MINNESOTA TAX LAW CHANGE AS TO RESIDENCY REQUIREMENTS

With the number of retirees moving to states which do not access an income, estate or inheritance tax many states are trying to find ways to recoup the lost revenue. The Minnesota Department of Revenue previously took the position that the location of a person’s attorney, CPA, financial adviser or bank account determined where an individual is domiciled for income tax purposes. This was in addition to Minnesota law which found that an individual is a resident of Minnesota for income tax purposes if he or she is either: (1) domiciled outside Minnesota, but maintains a place of abode in the state and spends in the aggregate more than one-half of the tax year in Minnesota (the “183-day test”), or (2) domiciled in Minnesota. The Minnesota tax bill signed into law on May 30, 2017, included a legislative amendment specifically removing from consideration in a domicile dispute the location of an individual’s attorneys, CPAs, financial advisers and banking relationships. The new law is effective for tax years beginning after December 31, 2016. This creates one less hurdle to overcome when becoming a resident of another state.
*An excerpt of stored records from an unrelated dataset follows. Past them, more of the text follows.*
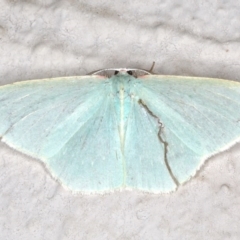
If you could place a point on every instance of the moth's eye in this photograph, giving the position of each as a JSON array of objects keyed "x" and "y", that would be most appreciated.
[{"x": 130, "y": 72}]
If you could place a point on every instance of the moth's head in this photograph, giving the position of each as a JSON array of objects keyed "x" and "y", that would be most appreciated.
[{"x": 121, "y": 71}]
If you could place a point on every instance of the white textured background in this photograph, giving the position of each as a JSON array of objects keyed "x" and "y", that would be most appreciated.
[{"x": 47, "y": 38}]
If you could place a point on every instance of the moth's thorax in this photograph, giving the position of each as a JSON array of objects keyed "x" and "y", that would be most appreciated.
[{"x": 124, "y": 96}]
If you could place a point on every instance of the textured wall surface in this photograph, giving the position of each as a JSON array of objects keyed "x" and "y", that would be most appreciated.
[{"x": 50, "y": 38}]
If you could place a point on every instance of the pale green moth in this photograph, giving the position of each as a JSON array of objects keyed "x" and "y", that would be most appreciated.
[{"x": 132, "y": 130}]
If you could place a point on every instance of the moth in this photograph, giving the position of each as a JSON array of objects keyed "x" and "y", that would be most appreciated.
[{"x": 121, "y": 128}]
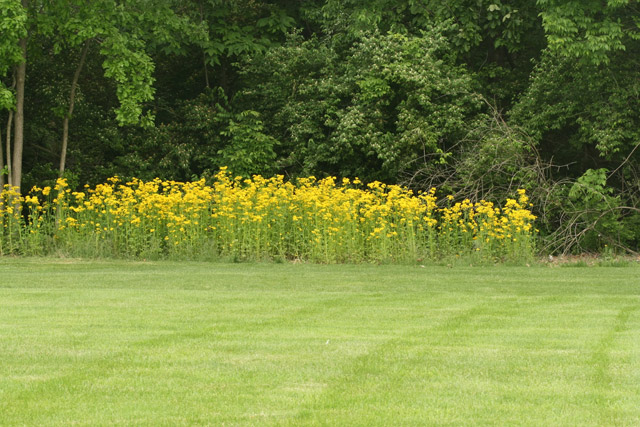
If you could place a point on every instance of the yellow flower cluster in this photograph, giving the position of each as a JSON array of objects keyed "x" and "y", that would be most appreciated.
[{"x": 265, "y": 218}]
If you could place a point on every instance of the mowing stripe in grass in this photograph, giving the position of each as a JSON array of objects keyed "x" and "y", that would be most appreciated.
[{"x": 185, "y": 344}]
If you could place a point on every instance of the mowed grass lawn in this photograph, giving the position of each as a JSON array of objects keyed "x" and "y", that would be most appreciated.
[{"x": 101, "y": 343}]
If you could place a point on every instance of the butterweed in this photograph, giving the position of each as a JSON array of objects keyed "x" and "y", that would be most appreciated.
[{"x": 259, "y": 218}]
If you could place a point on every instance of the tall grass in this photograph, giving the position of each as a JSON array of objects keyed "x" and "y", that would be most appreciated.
[{"x": 262, "y": 218}]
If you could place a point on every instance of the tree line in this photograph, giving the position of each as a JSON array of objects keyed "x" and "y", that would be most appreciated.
[{"x": 475, "y": 97}]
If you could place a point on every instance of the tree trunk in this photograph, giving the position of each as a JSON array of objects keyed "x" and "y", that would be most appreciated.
[
  {"x": 2, "y": 180},
  {"x": 8, "y": 145},
  {"x": 67, "y": 117},
  {"x": 18, "y": 142}
]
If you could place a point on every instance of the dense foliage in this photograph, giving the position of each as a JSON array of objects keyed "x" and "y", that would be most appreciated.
[
  {"x": 258, "y": 218},
  {"x": 475, "y": 97}
]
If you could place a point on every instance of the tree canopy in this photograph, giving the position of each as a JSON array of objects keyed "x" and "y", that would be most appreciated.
[{"x": 477, "y": 97}]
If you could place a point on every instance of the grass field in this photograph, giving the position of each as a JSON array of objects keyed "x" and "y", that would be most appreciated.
[{"x": 97, "y": 343}]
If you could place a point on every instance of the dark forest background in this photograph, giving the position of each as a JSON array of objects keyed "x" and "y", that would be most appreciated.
[{"x": 475, "y": 97}]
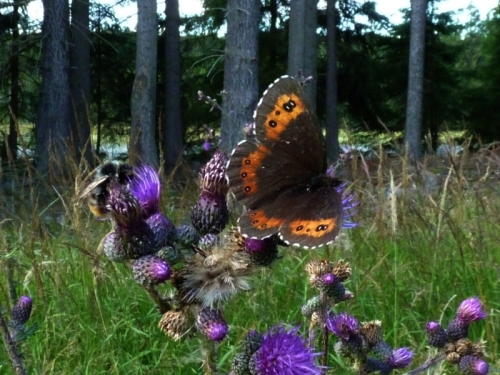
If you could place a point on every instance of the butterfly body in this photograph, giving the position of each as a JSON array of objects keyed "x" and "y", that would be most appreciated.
[{"x": 280, "y": 175}]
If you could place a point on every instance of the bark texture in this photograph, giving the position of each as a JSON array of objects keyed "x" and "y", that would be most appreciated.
[
  {"x": 53, "y": 120},
  {"x": 332, "y": 124},
  {"x": 80, "y": 80},
  {"x": 302, "y": 43},
  {"x": 143, "y": 147},
  {"x": 414, "y": 107},
  {"x": 240, "y": 70}
]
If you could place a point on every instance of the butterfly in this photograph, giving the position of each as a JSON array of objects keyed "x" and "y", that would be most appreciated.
[{"x": 279, "y": 174}]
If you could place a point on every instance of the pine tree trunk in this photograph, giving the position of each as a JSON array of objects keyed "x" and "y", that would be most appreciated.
[
  {"x": 332, "y": 124},
  {"x": 14, "y": 86},
  {"x": 53, "y": 121},
  {"x": 143, "y": 147},
  {"x": 80, "y": 80},
  {"x": 172, "y": 126},
  {"x": 302, "y": 43},
  {"x": 240, "y": 70},
  {"x": 413, "y": 125}
]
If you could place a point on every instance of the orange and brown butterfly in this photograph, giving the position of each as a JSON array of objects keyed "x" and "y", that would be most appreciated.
[
  {"x": 280, "y": 175},
  {"x": 97, "y": 191}
]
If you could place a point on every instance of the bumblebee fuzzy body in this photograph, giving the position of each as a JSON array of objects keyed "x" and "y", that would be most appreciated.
[{"x": 97, "y": 192}]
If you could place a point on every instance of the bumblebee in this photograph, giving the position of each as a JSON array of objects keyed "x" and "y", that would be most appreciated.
[{"x": 97, "y": 192}]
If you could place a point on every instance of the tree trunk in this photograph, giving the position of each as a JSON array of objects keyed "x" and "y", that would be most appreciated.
[
  {"x": 143, "y": 147},
  {"x": 52, "y": 125},
  {"x": 302, "y": 43},
  {"x": 80, "y": 80},
  {"x": 14, "y": 85},
  {"x": 240, "y": 70},
  {"x": 172, "y": 126},
  {"x": 332, "y": 124},
  {"x": 413, "y": 124}
]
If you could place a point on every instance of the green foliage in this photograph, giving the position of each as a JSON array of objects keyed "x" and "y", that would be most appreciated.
[{"x": 416, "y": 254}]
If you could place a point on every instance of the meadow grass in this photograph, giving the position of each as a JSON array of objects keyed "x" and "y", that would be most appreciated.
[{"x": 428, "y": 238}]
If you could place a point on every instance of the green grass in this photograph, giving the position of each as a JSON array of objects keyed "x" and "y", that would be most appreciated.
[{"x": 415, "y": 257}]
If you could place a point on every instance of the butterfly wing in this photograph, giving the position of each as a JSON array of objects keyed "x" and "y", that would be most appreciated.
[{"x": 302, "y": 217}]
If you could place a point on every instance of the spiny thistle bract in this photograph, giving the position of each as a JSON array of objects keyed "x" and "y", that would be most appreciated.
[
  {"x": 175, "y": 323},
  {"x": 139, "y": 227},
  {"x": 469, "y": 311},
  {"x": 21, "y": 311},
  {"x": 211, "y": 323},
  {"x": 364, "y": 343},
  {"x": 213, "y": 275},
  {"x": 210, "y": 213},
  {"x": 146, "y": 187},
  {"x": 453, "y": 341},
  {"x": 285, "y": 352},
  {"x": 150, "y": 270}
]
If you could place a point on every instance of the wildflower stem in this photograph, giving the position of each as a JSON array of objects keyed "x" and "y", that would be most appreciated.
[
  {"x": 324, "y": 313},
  {"x": 428, "y": 364},
  {"x": 10, "y": 345},
  {"x": 209, "y": 357}
]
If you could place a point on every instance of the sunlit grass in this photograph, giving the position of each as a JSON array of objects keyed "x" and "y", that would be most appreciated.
[{"x": 420, "y": 250}]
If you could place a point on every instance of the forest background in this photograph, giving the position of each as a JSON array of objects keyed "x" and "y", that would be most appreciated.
[{"x": 459, "y": 82}]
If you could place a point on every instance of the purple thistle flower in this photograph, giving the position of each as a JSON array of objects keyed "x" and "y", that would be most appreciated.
[
  {"x": 146, "y": 187},
  {"x": 470, "y": 310},
  {"x": 284, "y": 352},
  {"x": 328, "y": 278},
  {"x": 21, "y": 311},
  {"x": 342, "y": 325},
  {"x": 436, "y": 335},
  {"x": 472, "y": 365},
  {"x": 400, "y": 358},
  {"x": 211, "y": 323}
]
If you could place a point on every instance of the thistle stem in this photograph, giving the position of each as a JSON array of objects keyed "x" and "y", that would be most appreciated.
[
  {"x": 209, "y": 357},
  {"x": 10, "y": 345},
  {"x": 428, "y": 364}
]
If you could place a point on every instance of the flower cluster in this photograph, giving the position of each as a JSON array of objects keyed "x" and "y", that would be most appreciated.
[
  {"x": 363, "y": 343},
  {"x": 131, "y": 198},
  {"x": 453, "y": 340},
  {"x": 278, "y": 351},
  {"x": 19, "y": 316}
]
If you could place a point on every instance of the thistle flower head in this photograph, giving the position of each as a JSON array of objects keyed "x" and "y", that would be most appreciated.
[
  {"x": 146, "y": 188},
  {"x": 284, "y": 352},
  {"x": 150, "y": 270},
  {"x": 124, "y": 207},
  {"x": 21, "y": 311},
  {"x": 343, "y": 325},
  {"x": 213, "y": 174},
  {"x": 214, "y": 275},
  {"x": 211, "y": 323},
  {"x": 164, "y": 232},
  {"x": 436, "y": 335},
  {"x": 470, "y": 310},
  {"x": 175, "y": 323},
  {"x": 400, "y": 358},
  {"x": 372, "y": 331}
]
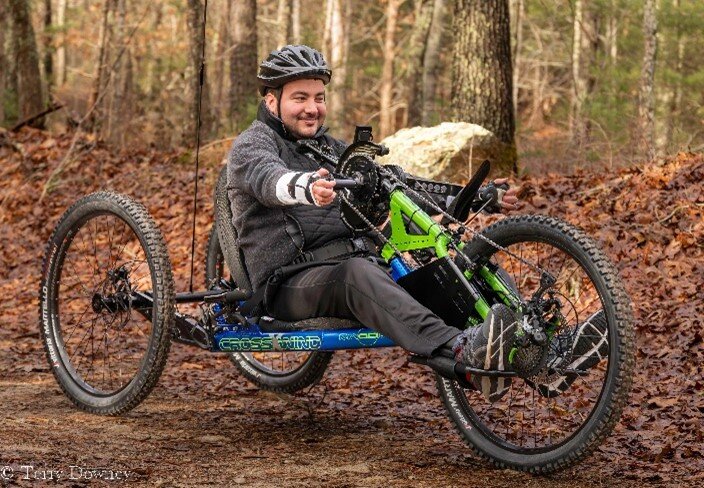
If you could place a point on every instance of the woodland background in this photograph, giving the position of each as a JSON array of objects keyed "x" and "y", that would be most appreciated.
[
  {"x": 585, "y": 82},
  {"x": 608, "y": 91}
]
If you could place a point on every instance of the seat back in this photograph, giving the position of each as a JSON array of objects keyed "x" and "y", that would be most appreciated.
[{"x": 227, "y": 235}]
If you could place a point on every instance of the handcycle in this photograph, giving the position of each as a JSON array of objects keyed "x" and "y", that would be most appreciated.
[{"x": 108, "y": 308}]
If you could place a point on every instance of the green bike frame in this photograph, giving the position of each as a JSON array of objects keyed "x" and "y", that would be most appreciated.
[{"x": 432, "y": 236}]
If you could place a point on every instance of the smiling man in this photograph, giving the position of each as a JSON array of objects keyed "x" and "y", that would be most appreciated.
[{"x": 284, "y": 210}]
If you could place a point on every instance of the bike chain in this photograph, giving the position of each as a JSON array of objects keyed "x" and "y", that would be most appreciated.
[{"x": 371, "y": 226}]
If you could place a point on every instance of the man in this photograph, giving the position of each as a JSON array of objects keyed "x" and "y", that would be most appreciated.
[{"x": 283, "y": 206}]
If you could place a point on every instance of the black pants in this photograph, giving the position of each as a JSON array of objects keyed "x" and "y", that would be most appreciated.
[{"x": 359, "y": 289}]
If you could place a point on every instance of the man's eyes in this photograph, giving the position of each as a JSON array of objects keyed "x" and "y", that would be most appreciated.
[{"x": 303, "y": 99}]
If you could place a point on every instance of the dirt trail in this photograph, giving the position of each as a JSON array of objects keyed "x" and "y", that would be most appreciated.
[{"x": 375, "y": 420}]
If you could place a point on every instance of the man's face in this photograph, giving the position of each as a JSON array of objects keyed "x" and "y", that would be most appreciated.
[{"x": 302, "y": 107}]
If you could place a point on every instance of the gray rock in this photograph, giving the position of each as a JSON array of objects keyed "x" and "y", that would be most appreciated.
[{"x": 450, "y": 151}]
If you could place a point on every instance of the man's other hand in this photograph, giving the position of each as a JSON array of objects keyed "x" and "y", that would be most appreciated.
[
  {"x": 322, "y": 189},
  {"x": 510, "y": 197}
]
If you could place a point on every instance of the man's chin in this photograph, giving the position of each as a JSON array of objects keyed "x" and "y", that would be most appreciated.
[{"x": 304, "y": 132}]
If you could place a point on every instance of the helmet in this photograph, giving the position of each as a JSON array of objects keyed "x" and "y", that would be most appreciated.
[{"x": 292, "y": 63}]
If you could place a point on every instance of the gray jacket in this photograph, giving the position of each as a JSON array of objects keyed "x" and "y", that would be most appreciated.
[{"x": 270, "y": 233}]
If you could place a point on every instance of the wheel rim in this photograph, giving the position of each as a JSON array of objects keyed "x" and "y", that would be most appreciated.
[
  {"x": 524, "y": 421},
  {"x": 102, "y": 340}
]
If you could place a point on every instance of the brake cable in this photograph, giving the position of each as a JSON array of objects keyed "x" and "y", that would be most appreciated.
[{"x": 201, "y": 78}]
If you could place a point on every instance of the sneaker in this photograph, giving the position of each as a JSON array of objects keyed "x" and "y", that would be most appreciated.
[
  {"x": 488, "y": 347},
  {"x": 588, "y": 345}
]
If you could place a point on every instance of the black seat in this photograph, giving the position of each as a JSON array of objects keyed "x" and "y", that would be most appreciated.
[{"x": 234, "y": 258}]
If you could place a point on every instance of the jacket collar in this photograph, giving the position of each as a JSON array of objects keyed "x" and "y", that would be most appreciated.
[{"x": 275, "y": 123}]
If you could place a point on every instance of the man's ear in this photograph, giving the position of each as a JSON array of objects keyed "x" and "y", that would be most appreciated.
[{"x": 270, "y": 101}]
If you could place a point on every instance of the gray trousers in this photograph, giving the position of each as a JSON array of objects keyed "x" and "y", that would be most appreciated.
[{"x": 359, "y": 289}]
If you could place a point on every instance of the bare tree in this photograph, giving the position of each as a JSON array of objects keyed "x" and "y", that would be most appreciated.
[
  {"x": 519, "y": 13},
  {"x": 29, "y": 86},
  {"x": 431, "y": 61},
  {"x": 102, "y": 71},
  {"x": 296, "y": 21},
  {"x": 4, "y": 65},
  {"x": 482, "y": 71},
  {"x": 386, "y": 113},
  {"x": 243, "y": 61},
  {"x": 579, "y": 84},
  {"x": 221, "y": 45},
  {"x": 60, "y": 68},
  {"x": 646, "y": 102},
  {"x": 675, "y": 105},
  {"x": 336, "y": 45},
  {"x": 48, "y": 37},
  {"x": 423, "y": 16},
  {"x": 199, "y": 102},
  {"x": 283, "y": 23}
]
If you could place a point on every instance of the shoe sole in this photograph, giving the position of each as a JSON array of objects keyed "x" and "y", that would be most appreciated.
[{"x": 494, "y": 354}]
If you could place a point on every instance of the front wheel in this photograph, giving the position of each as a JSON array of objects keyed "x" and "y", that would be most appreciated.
[
  {"x": 553, "y": 418},
  {"x": 285, "y": 372},
  {"x": 105, "y": 347}
]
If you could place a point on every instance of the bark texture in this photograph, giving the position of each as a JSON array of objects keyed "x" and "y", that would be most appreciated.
[
  {"x": 48, "y": 38},
  {"x": 646, "y": 98},
  {"x": 195, "y": 30},
  {"x": 26, "y": 59},
  {"x": 336, "y": 42},
  {"x": 4, "y": 65},
  {"x": 482, "y": 71},
  {"x": 283, "y": 23},
  {"x": 243, "y": 62},
  {"x": 60, "y": 43},
  {"x": 386, "y": 125},
  {"x": 423, "y": 17},
  {"x": 431, "y": 62}
]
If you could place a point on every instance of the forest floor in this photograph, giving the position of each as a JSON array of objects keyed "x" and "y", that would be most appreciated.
[{"x": 374, "y": 420}]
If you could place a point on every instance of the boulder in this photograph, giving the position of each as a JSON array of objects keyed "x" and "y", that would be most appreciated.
[{"x": 449, "y": 152}]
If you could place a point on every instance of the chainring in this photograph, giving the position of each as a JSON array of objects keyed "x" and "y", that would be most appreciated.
[{"x": 367, "y": 197}]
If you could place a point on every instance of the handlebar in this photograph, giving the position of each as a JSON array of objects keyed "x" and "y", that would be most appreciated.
[{"x": 344, "y": 183}]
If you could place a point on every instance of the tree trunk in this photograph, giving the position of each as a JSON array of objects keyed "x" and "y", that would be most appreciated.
[
  {"x": 48, "y": 47},
  {"x": 646, "y": 103},
  {"x": 579, "y": 83},
  {"x": 243, "y": 62},
  {"x": 199, "y": 102},
  {"x": 283, "y": 23},
  {"x": 676, "y": 98},
  {"x": 386, "y": 119},
  {"x": 60, "y": 68},
  {"x": 29, "y": 85},
  {"x": 296, "y": 21},
  {"x": 102, "y": 74},
  {"x": 221, "y": 45},
  {"x": 336, "y": 43},
  {"x": 481, "y": 71},
  {"x": 612, "y": 52},
  {"x": 423, "y": 17},
  {"x": 430, "y": 61},
  {"x": 517, "y": 44},
  {"x": 4, "y": 65}
]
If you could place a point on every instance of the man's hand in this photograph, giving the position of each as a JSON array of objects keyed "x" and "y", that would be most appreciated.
[
  {"x": 510, "y": 197},
  {"x": 322, "y": 189}
]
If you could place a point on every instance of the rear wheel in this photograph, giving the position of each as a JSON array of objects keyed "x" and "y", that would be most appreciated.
[
  {"x": 551, "y": 419},
  {"x": 285, "y": 372},
  {"x": 106, "y": 349}
]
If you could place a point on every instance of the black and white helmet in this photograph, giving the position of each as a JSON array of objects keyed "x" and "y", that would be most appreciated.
[{"x": 292, "y": 63}]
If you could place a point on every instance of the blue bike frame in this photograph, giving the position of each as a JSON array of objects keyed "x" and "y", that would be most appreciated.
[{"x": 250, "y": 338}]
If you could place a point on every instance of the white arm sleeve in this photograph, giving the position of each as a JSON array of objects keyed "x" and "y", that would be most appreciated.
[{"x": 302, "y": 181}]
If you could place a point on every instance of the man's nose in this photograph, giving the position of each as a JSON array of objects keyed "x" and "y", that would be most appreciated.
[{"x": 311, "y": 107}]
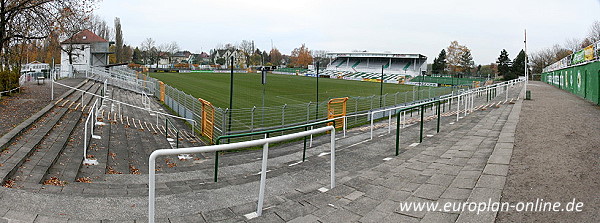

INCOME TAX EVASION - BELGIUM, COLUMBIA AND PORTUGAL JOIN THE FIGHT

Maintaining an offshore bank account is not illegal, however, failing to report income and interest earned is tax evasion. Effective January 1, 2017, IRS Revenue Procedure 2017-31 added Belgium, Columbia and Portugal to the list of countries that participate in the automatic exchange of information on bank interest paid to nonresident alien individuals. This addition means there are now 43 countries participating in the automatic exchange program. The IRS only shares information with countries that have entered into this mutual information exchange agreement. The IRS is statutorily barred from sharing information with another country without such an agreement in place. All U.S. information exchange agreements require that the information exchanged under the agreement be treated and protected as secret by the foreign government. This is one of the most effective tools the U.S. Government has to combat tax evasion.

MINNESOTA RAISES ITS ESTATE TAX EXEMPTION FOR 2017 AND BEYOND

The State of Minnesota's recent budget brings it closer to joining the thirty-two (32) states that do not impose a state inheritance or estate tax in addition to the federal estate tax. The state budget increases the estate tax exemption amount to $2.1 million for 2017 (from the current $1.8 million level). The change is retroactive to January 1, 2017, and includes incremental increases in the exemption amount to $2.4 million in 2018, $2.7 million in 2019, and $3 million by 2020. The Minnesota estate tax doesn’t have a portability provision and tops out at 16%.

DISTRICT OF COLUMBIA INCREASES ITS ESTATE TAX EXEMPTION

Tax reform dating back to 2014 has resulted in an increase in the District of Columbia's 2017 estate tax exemption amount to $2 million. In 2018 the exemption amount is anticipated to be equal to the 2017 federal exemption amount of $5.49 million. Currently, eighteen (18) states and the District of Columbia impose an estate or inheritance tax—separate from the federal estate tax. However, neighboring states have been repeal their estate and inheritance tax by raising the exemption amount to the federal level. For example, Maryland increased its 2018 exemption to $4 million in 2018, and the federal exemption amount in 2019. The Commonwealth of Virginia does not impose an estate tax on decedent estates.